In his Friday letter, Hoyer said the House would vote on the final NDAA as soon as conference talks are completed.

Aside from PFAS, negotiations continue on higher-profile border provisions that are more contentious. As a backup plan, Inhofe has introduced a "skinny" NDAA that would simply extend key military authorities and scrap all other issues including PFAS.


Discussions also continue on extending a medley of expired or soon-to-lapse tax incentives, including breaks for biofuels and efficiency.

Senate Finance Chairman Chuck Grassley (R-Iowa) was tight-lipped about the talks last week.

"The only thing I can say is they’re still going," he told reporters. "And I think that there’s a good feel about how they’re going. But nothing’s gelled yet."

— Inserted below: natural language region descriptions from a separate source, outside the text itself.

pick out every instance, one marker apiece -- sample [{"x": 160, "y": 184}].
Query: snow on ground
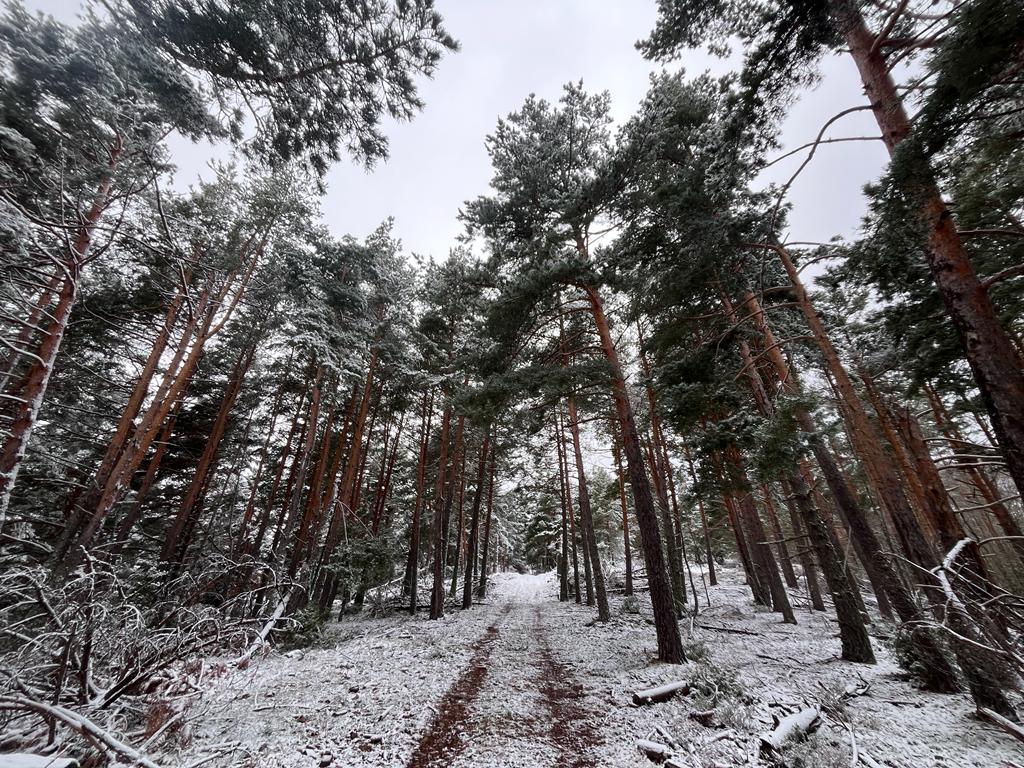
[{"x": 524, "y": 681}]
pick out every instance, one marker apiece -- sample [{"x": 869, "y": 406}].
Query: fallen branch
[
  {"x": 1008, "y": 725},
  {"x": 793, "y": 727},
  {"x": 729, "y": 630},
  {"x": 81, "y": 724},
  {"x": 243, "y": 660},
  {"x": 660, "y": 693},
  {"x": 653, "y": 751}
]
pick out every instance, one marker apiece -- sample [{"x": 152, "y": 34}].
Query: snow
[
  {"x": 541, "y": 683},
  {"x": 24, "y": 760}
]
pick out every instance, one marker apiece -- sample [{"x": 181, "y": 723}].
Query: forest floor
[{"x": 524, "y": 681}]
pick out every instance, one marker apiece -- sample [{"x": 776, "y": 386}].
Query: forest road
[{"x": 516, "y": 705}]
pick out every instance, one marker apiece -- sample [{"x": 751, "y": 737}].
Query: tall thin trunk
[
  {"x": 481, "y": 589},
  {"x": 413, "y": 561},
  {"x": 587, "y": 517},
  {"x": 179, "y": 532},
  {"x": 803, "y": 548},
  {"x": 33, "y": 389},
  {"x": 563, "y": 555},
  {"x": 776, "y": 528},
  {"x": 670, "y": 645},
  {"x": 437, "y": 596},
  {"x": 460, "y": 530},
  {"x": 979, "y": 477},
  {"x": 709, "y": 555},
  {"x": 997, "y": 366},
  {"x": 621, "y": 479},
  {"x": 660, "y": 472},
  {"x": 563, "y": 478},
  {"x": 474, "y": 524}
]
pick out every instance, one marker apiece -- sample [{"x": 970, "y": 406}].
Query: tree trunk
[
  {"x": 709, "y": 555},
  {"x": 413, "y": 561},
  {"x": 803, "y": 548},
  {"x": 563, "y": 556},
  {"x": 587, "y": 518},
  {"x": 776, "y": 528},
  {"x": 997, "y": 366},
  {"x": 474, "y": 524},
  {"x": 436, "y": 596},
  {"x": 627, "y": 549},
  {"x": 563, "y": 476},
  {"x": 33, "y": 388},
  {"x": 670, "y": 646},
  {"x": 177, "y": 538},
  {"x": 481, "y": 589}
]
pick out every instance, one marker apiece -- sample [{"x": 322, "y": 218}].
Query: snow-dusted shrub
[
  {"x": 630, "y": 604},
  {"x": 696, "y": 649},
  {"x": 97, "y": 662},
  {"x": 304, "y": 628},
  {"x": 817, "y": 751},
  {"x": 736, "y": 715}
]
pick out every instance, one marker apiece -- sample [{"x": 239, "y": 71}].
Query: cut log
[
  {"x": 706, "y": 718},
  {"x": 660, "y": 693},
  {"x": 793, "y": 727},
  {"x": 653, "y": 751},
  {"x": 730, "y": 630}
]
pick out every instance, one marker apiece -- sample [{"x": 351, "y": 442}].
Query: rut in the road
[
  {"x": 441, "y": 741},
  {"x": 569, "y": 730}
]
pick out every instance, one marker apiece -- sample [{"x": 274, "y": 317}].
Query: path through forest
[
  {"x": 523, "y": 681},
  {"x": 516, "y": 698}
]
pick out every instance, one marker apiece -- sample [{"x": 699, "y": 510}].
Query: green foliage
[{"x": 314, "y": 76}]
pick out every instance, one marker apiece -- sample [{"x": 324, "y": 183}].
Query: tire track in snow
[
  {"x": 570, "y": 730},
  {"x": 442, "y": 740}
]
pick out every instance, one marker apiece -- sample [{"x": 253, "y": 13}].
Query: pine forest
[{"x": 669, "y": 412}]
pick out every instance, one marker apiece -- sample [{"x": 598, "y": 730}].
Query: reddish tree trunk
[
  {"x": 670, "y": 646},
  {"x": 997, "y": 366}
]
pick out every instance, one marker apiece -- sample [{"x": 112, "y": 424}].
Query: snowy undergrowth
[{"x": 368, "y": 691}]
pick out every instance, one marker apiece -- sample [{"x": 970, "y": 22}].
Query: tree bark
[
  {"x": 481, "y": 589},
  {"x": 997, "y": 366},
  {"x": 627, "y": 549},
  {"x": 670, "y": 646},
  {"x": 474, "y": 524},
  {"x": 587, "y": 518}
]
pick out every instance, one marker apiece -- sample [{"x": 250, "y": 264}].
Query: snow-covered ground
[{"x": 524, "y": 681}]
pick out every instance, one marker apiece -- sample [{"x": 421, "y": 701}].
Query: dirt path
[{"x": 515, "y": 705}]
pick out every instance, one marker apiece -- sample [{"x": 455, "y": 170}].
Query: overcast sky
[{"x": 511, "y": 48}]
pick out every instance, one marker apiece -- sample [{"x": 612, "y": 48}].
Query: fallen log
[
  {"x": 730, "y": 630},
  {"x": 243, "y": 660},
  {"x": 706, "y": 718},
  {"x": 655, "y": 752},
  {"x": 1008, "y": 725},
  {"x": 793, "y": 727},
  {"x": 660, "y": 693}
]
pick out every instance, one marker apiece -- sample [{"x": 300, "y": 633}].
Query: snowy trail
[
  {"x": 524, "y": 681},
  {"x": 516, "y": 705}
]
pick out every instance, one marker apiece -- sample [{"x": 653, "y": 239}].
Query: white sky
[{"x": 511, "y": 48}]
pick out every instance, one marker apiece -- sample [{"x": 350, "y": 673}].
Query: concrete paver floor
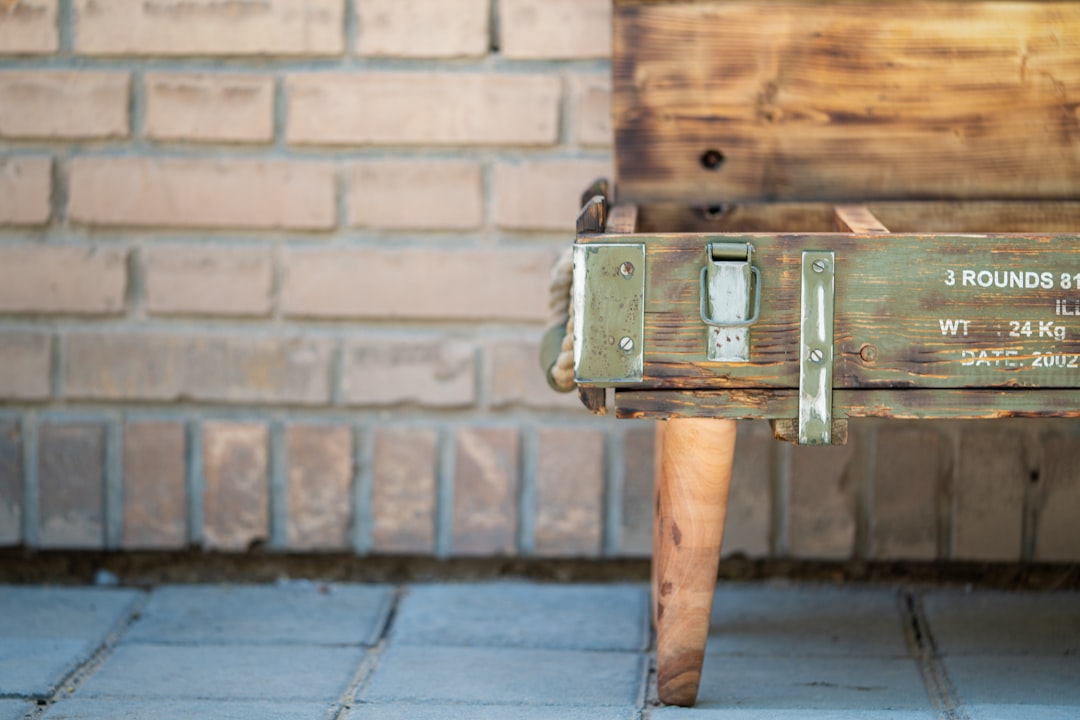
[{"x": 530, "y": 650}]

Lobbyists say Democrats on the House Ways and Means Committee this week may learn details of the green energy tax package Chairman Richard Neal (D-Mass.) promised to assemble before the end of the year.

Items said to be in the mix include an expansion of the investment tax credit to allow energy storage projects to qualify, expanded incentives for electric vehicles, and extensions of key wind and solar breaks scheduled to phase out under current law.

It’s unclear whether the committee plans to mark up the bill before the end of the year, but there is plenty of appetite among House Democrats for boosting clean energy in the tax code before the end of the year (Greenwire, Oct. 30).

Grassley last week said he was unfamiliar with efforts by Ways and Means to move other tax legislation before the end of the year but noted the ticking clock.

"I think it would be fruitless at this point, when something has to be on the final bill that is going to pass this year that it needs to be bicameral and bipartisan," he said.

Senate Republicans have balked at Democrats’ wish list for the extenders debate, but Grassley said he was optimistic a deal could be reached (E&E Daily, Nov. 6).